Gladedale and Network Rail are development partners. Both of their names appear on the planning application form dated 10th June 2008, and both have been fighting me in court. The development partners have bought the site off of themselves.

Indeed, it is clear that a development of half the size - and without the two storey underground car park - could achieve the benefits envisaged by the 1999 development brief, whilst giving Gladedale and Network Rail a reasonable - rather than an excessive - profit. At the very least the Jolly Boatman site itself would not need to be developed, and English Heritage’s aspiration to keep this part of the site entirely free of development could be fulfilled.

Had Elmbridge Council commissioned their own independent assessment of Gladedale’s development appraisal (as I did as part of our preparations for this court case) they would have known that the level of profit Gladedale and Network Rail stand to make is excessive. Councillors would then have had the opportunity to turn down the application or request changes to the scheme, to lessen its impact on Hampton Court.

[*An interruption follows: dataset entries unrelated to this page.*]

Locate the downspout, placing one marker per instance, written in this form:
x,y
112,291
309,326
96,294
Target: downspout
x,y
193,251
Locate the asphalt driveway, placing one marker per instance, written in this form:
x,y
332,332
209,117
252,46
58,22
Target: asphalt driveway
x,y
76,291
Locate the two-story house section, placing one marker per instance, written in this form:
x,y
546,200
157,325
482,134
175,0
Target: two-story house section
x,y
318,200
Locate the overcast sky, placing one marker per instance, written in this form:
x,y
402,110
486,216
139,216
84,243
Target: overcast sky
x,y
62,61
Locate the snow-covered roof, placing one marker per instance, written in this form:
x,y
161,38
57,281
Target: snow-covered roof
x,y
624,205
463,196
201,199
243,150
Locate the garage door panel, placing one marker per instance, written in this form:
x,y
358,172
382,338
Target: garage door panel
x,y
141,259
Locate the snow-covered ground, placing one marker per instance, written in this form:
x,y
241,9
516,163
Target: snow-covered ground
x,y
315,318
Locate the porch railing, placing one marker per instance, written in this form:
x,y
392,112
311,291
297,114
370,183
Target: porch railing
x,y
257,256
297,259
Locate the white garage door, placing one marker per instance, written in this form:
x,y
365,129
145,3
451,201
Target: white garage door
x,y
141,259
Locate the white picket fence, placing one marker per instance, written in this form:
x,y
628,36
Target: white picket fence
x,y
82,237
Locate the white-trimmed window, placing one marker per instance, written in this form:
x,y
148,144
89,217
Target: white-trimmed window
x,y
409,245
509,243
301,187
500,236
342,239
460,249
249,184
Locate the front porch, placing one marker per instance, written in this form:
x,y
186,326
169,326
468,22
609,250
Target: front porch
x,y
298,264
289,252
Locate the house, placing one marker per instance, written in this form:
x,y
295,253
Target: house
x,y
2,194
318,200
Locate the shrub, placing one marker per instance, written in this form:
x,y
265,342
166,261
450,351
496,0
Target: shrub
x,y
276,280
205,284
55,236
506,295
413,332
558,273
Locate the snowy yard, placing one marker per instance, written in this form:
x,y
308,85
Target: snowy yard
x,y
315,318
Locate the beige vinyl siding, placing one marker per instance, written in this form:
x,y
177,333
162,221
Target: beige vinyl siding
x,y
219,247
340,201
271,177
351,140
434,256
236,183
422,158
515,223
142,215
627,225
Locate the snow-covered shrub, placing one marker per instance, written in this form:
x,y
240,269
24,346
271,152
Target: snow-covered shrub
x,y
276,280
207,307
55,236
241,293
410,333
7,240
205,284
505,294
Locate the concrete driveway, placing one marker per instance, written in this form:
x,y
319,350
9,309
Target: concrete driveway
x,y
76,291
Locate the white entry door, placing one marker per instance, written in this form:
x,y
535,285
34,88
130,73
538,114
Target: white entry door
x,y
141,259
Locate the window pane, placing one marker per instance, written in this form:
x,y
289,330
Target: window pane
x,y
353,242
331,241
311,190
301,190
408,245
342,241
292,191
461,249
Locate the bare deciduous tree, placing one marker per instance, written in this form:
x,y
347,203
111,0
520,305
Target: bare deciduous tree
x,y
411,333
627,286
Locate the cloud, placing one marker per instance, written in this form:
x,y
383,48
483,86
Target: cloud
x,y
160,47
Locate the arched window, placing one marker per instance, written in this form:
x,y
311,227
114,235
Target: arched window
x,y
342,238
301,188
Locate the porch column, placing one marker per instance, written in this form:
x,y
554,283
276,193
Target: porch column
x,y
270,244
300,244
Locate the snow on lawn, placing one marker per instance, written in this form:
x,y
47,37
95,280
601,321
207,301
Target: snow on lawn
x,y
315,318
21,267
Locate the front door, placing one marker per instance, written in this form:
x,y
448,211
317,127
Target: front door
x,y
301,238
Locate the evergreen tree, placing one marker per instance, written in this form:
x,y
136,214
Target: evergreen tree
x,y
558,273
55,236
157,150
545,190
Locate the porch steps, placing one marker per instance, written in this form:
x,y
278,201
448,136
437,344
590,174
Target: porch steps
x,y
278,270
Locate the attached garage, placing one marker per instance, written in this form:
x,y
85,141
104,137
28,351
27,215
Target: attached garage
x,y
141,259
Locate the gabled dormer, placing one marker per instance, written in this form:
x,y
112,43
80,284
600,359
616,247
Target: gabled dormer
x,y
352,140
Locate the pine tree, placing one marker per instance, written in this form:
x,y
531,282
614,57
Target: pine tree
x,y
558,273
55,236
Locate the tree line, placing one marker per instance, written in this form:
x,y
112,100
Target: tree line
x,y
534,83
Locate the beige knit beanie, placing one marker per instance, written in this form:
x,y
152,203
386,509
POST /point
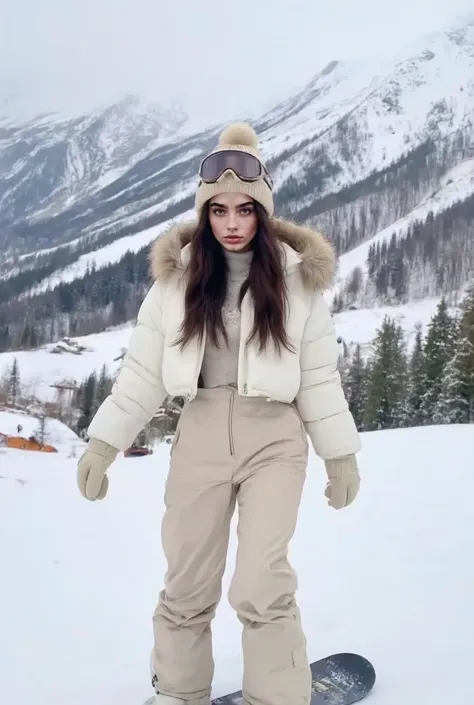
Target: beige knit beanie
x,y
240,136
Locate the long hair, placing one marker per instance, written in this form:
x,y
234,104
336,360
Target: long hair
x,y
207,284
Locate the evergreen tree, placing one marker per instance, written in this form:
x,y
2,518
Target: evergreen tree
x,y
88,407
386,381
466,350
452,405
437,352
416,385
356,388
14,382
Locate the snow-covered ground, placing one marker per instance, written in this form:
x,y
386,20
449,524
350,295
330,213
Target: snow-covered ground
x,y
390,577
55,432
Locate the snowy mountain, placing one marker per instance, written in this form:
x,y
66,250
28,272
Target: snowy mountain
x,y
380,156
396,584
49,163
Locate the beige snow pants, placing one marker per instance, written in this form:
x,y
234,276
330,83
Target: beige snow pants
x,y
230,449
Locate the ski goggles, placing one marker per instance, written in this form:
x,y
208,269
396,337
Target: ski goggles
x,y
244,165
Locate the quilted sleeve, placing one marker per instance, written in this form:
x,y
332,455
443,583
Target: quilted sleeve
x,y
321,402
138,391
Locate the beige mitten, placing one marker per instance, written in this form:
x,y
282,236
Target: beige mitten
x,y
91,468
344,481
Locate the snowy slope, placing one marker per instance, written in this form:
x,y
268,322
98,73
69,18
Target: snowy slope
x,y
354,120
51,162
55,433
40,368
389,577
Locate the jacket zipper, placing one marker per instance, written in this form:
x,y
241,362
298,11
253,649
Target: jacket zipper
x,y
231,430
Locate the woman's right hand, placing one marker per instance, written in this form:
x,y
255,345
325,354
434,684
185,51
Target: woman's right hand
x,y
92,467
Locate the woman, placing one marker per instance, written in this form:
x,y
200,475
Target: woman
x,y
235,322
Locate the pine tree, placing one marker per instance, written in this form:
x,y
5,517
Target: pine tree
x,y
452,405
416,384
14,385
386,381
103,388
356,388
437,352
466,350
88,402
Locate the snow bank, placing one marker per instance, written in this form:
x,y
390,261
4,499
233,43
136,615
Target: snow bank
x,y
390,577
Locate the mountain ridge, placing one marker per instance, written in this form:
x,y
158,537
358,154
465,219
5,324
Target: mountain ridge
x,y
363,153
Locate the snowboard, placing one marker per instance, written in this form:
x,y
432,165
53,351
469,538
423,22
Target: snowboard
x,y
338,679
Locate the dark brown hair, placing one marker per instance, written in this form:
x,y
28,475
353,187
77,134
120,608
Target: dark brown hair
x,y
207,283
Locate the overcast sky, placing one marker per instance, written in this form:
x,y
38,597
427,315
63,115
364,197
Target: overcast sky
x,y
218,57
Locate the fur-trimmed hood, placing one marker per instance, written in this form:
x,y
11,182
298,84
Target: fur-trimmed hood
x,y
305,247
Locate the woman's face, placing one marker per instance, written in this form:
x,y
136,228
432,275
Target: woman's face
x,y
233,220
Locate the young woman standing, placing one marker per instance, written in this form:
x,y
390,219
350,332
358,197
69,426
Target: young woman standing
x,y
235,322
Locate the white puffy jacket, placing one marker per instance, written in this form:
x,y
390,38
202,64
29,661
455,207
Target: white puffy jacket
x,y
154,368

On the positive side, two good things have come out of the case so far:

Firstly the Royal Star & Garter Home has found a new site in Langley Avenue, Surbiton following their withdrawal from the project last year. This is a far superior site compared to Hampton Court Station, free from any flood risk and not suffering from the same air pollution problems that afflict the Hampton Court Station site. I wish them well.

(Incidentally, the Langley Avenue site, on Ditton Hill, is approximately where the “Trianon” for William III was to have been built in the late 1690’s, to the designs of William and John Talman; the site chosen presumably for its elevated and salubrious position.)

The departure of the Star & Garter also makes it very difficult for Gladedale and Network Rail to continue with the development unless they can find another residential care home provider. In that sense the legal challenge has been a success.

Secondly, the ruling at the hearing in the Appeal Court on 29th July last year, granting me the Protective Costs order, has very wide ramifications for other individuals and groups bringing environmental cases. The ruling incorporated the requirements of the Aarhus Convention into UK law, which requires costs for claimants in environmental cases not to be prohibitive. I am very glad to have been able to assist in this.

In the coming days, my legal team will be studying the judgment to see whether there are grounds for an appeal. For now, I would like to thank all of the individuals and organisations who have supported me this far in bringing the legal challenge.